I am using a new Reach M+ which wasfired up for the first time and updated a couple of weeks ago (sorry, I don’t have it to hand to post the reachview version but I assume it is the latest).
The antenna (shipped with M+) is on a 100mm aluminium base plane on a mast on a quadrotor drone (all switched off during test - see photo). Interestingly I didn’t see drift when I tried last week in almost the same location with the antenna not attached to the drone (or base plane).
I’ve tried fiddling with config parameters and get varying proportions Q1, but whenever I get fix solutions I see the drift. Interestingly, when the values only achieve float the drift is less pronounced/non-existent but, as expected, there is more ‘noise’.
I attach the log files and the config I’m using in RTKLib.
Any suggestions or help would be greatly appreciated, since 1m drift over 20 minutes might not be noticeable in a moving survey but would definitely ruin the results.

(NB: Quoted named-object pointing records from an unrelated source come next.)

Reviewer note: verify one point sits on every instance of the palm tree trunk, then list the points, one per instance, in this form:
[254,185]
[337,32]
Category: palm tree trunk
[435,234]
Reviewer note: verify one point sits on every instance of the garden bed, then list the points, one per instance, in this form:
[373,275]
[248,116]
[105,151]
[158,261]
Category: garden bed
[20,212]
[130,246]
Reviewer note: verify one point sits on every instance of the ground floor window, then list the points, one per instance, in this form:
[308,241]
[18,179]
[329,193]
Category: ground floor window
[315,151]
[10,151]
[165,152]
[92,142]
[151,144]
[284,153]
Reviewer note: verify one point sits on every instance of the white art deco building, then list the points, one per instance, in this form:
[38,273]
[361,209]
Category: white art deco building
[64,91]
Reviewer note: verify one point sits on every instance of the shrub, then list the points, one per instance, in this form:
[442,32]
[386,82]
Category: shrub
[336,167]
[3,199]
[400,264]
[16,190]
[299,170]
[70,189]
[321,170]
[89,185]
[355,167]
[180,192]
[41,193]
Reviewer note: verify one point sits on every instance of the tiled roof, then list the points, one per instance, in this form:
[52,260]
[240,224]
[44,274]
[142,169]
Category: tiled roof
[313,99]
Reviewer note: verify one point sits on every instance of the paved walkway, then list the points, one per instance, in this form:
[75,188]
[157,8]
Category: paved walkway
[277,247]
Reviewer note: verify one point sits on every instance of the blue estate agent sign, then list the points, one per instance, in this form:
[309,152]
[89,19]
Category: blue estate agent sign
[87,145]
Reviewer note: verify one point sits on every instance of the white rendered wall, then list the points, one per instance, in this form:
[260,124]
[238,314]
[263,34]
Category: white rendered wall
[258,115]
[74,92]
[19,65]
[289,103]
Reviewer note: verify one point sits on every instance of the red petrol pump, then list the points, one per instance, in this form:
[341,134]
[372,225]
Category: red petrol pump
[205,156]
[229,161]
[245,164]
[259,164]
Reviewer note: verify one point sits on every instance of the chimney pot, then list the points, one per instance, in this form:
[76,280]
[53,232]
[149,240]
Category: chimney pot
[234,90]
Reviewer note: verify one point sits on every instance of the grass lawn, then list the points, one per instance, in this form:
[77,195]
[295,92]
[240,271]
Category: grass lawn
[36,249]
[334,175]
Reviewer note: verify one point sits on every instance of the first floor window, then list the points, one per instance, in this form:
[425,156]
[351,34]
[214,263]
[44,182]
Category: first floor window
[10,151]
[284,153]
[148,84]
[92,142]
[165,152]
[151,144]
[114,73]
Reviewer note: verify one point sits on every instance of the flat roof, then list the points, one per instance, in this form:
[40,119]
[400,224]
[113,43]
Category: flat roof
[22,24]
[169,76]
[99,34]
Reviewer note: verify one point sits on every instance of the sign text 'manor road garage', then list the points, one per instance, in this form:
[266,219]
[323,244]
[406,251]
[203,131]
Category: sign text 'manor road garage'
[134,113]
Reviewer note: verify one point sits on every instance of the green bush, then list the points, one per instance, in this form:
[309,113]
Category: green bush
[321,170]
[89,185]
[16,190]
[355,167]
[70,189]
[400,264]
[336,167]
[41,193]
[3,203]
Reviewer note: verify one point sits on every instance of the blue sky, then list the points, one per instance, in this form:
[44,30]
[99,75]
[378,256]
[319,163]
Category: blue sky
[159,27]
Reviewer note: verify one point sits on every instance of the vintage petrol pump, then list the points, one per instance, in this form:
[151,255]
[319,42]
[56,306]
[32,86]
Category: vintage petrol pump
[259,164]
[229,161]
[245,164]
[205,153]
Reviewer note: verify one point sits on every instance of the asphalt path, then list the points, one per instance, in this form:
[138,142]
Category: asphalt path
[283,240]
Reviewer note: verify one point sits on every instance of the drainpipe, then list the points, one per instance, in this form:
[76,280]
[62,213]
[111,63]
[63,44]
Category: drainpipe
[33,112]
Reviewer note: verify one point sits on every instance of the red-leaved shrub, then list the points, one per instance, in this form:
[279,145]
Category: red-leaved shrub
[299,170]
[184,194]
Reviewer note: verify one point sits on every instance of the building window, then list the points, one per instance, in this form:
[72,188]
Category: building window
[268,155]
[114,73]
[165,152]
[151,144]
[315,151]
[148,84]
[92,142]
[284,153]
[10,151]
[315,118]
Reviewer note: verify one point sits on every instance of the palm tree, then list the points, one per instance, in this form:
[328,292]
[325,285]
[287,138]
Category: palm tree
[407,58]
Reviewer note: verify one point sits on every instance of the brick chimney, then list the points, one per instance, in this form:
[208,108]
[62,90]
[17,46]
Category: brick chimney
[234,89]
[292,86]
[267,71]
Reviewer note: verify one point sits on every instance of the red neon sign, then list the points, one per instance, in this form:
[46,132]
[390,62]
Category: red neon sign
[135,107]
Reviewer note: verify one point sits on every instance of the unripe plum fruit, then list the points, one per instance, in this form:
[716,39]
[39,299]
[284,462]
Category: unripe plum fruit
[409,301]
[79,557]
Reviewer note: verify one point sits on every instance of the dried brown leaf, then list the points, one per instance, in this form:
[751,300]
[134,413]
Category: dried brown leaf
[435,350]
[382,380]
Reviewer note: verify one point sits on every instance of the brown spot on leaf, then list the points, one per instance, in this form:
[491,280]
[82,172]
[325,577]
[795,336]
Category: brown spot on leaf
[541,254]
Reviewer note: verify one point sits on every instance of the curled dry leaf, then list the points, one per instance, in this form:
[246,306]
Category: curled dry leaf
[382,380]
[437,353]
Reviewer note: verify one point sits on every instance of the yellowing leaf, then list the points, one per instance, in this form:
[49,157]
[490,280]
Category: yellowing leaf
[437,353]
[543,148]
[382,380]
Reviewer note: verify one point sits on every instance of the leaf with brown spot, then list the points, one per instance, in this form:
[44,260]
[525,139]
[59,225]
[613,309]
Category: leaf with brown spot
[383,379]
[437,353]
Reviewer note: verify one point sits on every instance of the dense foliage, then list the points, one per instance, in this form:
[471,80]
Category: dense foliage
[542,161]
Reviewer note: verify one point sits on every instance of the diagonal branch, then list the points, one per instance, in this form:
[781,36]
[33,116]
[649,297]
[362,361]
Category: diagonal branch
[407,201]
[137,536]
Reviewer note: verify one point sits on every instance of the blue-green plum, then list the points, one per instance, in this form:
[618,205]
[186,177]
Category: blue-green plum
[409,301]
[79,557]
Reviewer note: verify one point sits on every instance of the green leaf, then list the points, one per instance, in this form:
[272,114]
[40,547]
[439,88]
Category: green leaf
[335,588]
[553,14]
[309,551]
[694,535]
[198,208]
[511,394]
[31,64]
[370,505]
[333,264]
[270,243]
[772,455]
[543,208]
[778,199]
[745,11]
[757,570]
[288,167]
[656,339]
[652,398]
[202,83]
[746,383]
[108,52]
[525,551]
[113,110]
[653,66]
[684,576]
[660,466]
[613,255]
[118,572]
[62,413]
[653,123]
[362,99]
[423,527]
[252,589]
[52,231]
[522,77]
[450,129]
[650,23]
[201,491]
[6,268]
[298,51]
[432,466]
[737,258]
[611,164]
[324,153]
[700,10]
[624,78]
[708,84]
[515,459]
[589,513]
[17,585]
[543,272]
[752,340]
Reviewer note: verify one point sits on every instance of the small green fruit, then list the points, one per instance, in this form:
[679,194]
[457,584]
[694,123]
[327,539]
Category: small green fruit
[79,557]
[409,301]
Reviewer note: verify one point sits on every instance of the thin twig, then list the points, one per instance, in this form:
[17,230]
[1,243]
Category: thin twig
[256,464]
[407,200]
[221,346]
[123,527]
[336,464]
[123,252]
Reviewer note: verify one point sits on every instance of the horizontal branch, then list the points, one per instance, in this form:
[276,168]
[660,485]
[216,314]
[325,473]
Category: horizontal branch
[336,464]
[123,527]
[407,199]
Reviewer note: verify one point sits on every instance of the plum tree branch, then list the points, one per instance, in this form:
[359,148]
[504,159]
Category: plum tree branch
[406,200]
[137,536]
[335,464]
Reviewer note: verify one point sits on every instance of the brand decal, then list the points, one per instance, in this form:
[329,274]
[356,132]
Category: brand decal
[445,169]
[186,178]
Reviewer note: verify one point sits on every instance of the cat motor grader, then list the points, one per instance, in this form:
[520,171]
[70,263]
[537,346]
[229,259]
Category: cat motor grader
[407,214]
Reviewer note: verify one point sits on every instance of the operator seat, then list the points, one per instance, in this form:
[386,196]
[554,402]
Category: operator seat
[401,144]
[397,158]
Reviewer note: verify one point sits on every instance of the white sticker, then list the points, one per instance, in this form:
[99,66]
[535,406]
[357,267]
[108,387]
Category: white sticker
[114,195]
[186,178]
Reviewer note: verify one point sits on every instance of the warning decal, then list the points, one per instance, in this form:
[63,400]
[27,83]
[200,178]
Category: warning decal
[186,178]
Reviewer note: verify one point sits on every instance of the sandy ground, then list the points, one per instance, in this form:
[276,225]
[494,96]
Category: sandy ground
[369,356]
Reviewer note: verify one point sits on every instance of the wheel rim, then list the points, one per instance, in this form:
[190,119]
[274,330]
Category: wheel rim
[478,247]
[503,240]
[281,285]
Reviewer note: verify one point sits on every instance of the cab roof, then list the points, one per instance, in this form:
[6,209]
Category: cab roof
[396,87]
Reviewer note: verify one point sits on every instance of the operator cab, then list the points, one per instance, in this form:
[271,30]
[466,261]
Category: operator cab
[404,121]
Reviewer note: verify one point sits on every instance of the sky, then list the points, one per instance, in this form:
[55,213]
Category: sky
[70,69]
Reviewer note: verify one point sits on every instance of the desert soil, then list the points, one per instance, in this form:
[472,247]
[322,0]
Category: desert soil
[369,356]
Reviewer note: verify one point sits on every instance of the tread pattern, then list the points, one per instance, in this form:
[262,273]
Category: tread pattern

The second strange thing is that you’re saying that the rover is static but on the screenshot below I can see that it’s moving slowly as you mentioned.
When you say “the second strange thing”, what is the first? IS there something odd about the satellite visibility plots you nposted? If so, my untrained eye can’t see it.
Attached are the bas NAV and all raw logs.
Also attached is a phot showing where I set up, although without the equipment. Basically the base receiver was on top of the nearest corner of the building and the drone on the one slightly further away. Sorry for the poor quality photo. The sky visibility is, as you see, far from perfect, but I would have assumed that that would result in no FIX, rather than a fix, but with drift if visibility is the problem. There were sufficient satellites to get good RTK positions with the base using an NTRIP service.
Best to get the BASE as far up out of the way of adjacent buildings, trees etc. They are clipping your clear sky view of the satellites. Put the base on the highest building if your area is highly urban with many buildings, trees, etc. Just the nature of what works best using GNSS.
Your DOP will suffer quite a bit in the environment you show here, and the DOP will change over time, as different sats come in and out of view of the antenna.
Try run a simulation with Settings - Mission planning and input your obstructions etc. It’s a real eyeopener.
Green bars show satellites with good signal, as you can see you’ve only a few on base and rover screenshot.
It’s a normal situation if you place your base and rover as on your photo.
I’d recommend you to put UAV and base on the open space without any obstacles around and make one more test.
OK, I’m running a moving test in the field this week, so will include a static test too, see how it fares, and report back.
If it is satellite visibility, is there a way to stop the processing from reporting fix even though the data quality is clearly not adequate, to prevent false confidence?
For us, the “false result” is not the same as for device. If it can get fix solution with such sky view it will do this. During future logs post-processing, you can try different values for Elevation mask and SNR mask to get a suitable result for your environmental conditions.